安定した頃にまたシャンプーをするというサイクルです
体調や皮膚にとって、本当に良いものなのかが分かりません。
皮膚は体の窓
病気が隠れているという疑いをもった視点から回答させていただきます。
重度の皮膚炎を起こしていると考えられますが、食事は何を与えておられますか?
動物病院で処方される療法食(アレルギーフード)でしょうか?食事以外に、何かおやつなどを与えていませんか?(野菜や果物も含みます)
「皮膚は体の窓」ともいわれています。
健康診断で、肝臓や消化管などの内蔵に異常はなかったでしょうか?
免疫状態にも気を配る必要があります。
キャバリアさんなので、先天的に心疾患である可能性があります
心臓の健康管理はされていますか?
疲れやすいのは年齢のせいだけでなく、心臓の弁膜症や甲状腺機能低下症の可能性もあります。
また、人でいう更年期障害の一因である、ホルモンの不均衡(甲状腺ホルモンも含む)も考える必要もあります。
(女の子で、卵巣子宮摘出術をされていなければなおさらです。)
脂漏性皮膚炎と疲れやすいことから、甲状腺機能低下症を疑います。
甲状腺検査は異常なかったでしょうか?
もし、甲状腺検査を受けられたことがないのであれば、かかりつけの動物病院でT4、FT4の検査をご相談ください。

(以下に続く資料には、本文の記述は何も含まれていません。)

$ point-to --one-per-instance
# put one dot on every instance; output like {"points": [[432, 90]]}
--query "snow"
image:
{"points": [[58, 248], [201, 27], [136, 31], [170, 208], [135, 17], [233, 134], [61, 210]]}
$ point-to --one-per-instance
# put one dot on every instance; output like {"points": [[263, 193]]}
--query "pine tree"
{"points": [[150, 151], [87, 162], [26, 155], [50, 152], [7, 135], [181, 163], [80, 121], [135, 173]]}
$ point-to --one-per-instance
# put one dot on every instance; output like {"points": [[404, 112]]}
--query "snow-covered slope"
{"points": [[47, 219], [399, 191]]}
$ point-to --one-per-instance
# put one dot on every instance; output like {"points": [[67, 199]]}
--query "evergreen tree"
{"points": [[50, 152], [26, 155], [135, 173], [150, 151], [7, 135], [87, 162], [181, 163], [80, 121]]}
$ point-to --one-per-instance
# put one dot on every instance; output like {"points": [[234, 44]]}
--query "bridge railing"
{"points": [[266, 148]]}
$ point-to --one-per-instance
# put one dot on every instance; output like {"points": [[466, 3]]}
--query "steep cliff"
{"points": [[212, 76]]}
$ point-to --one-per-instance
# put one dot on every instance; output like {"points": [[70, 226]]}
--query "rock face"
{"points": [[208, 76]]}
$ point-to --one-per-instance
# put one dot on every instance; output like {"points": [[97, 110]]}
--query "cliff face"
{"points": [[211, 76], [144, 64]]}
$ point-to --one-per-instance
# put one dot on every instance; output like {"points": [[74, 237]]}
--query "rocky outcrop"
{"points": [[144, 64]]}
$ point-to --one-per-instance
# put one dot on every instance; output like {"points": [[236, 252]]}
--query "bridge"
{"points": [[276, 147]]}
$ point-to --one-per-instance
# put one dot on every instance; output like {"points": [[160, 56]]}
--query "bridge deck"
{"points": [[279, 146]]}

14歳という年齢から、心臓への負担や体のバランスが崩れているため疲れやすいのかもしれません。
心臓の検査は超音波検査がお勧めですが、飼い主さんが客観的に評価できません。
そのため、心臓にどれくらい負担がかかっているかを知る血液検査があります。
(心臓の重症度を知るものではありません)
心臓バイオマーカーといわれる NTproBNPやANPという検査です。
外注検査になりますので、どの動物病院でも検査は可能です。
また、ユビデカレノン(医薬品・酸化型)=コエンザイムQ10(サプリメント・酸化型/還元型/水分散型)は抗酸化物質であるとともに補酵素で、心臓のみならずすべての細胞の活性化に必要なものですので、心臓や慢性皮膚疾患、脱毛症に効果が認められています。
シャンプー後のかゆみ
獣医師から処方されたシャンプー指導された方法で行っていますか。
脂漏性の乾燥肌は、乾燥性の乾燥肌よりもさらに皮膚バリアの障害が悪い状態です。
皮膚バリアほぼ崩壊しているため、普通の状態なら問題のない常在菌の細菌や酵母が増え感染状態になりやすく、かゆみが生じます。 また、年齢などからも免疫機能が落ちることで、さらに感染や症状を助長してしまいます。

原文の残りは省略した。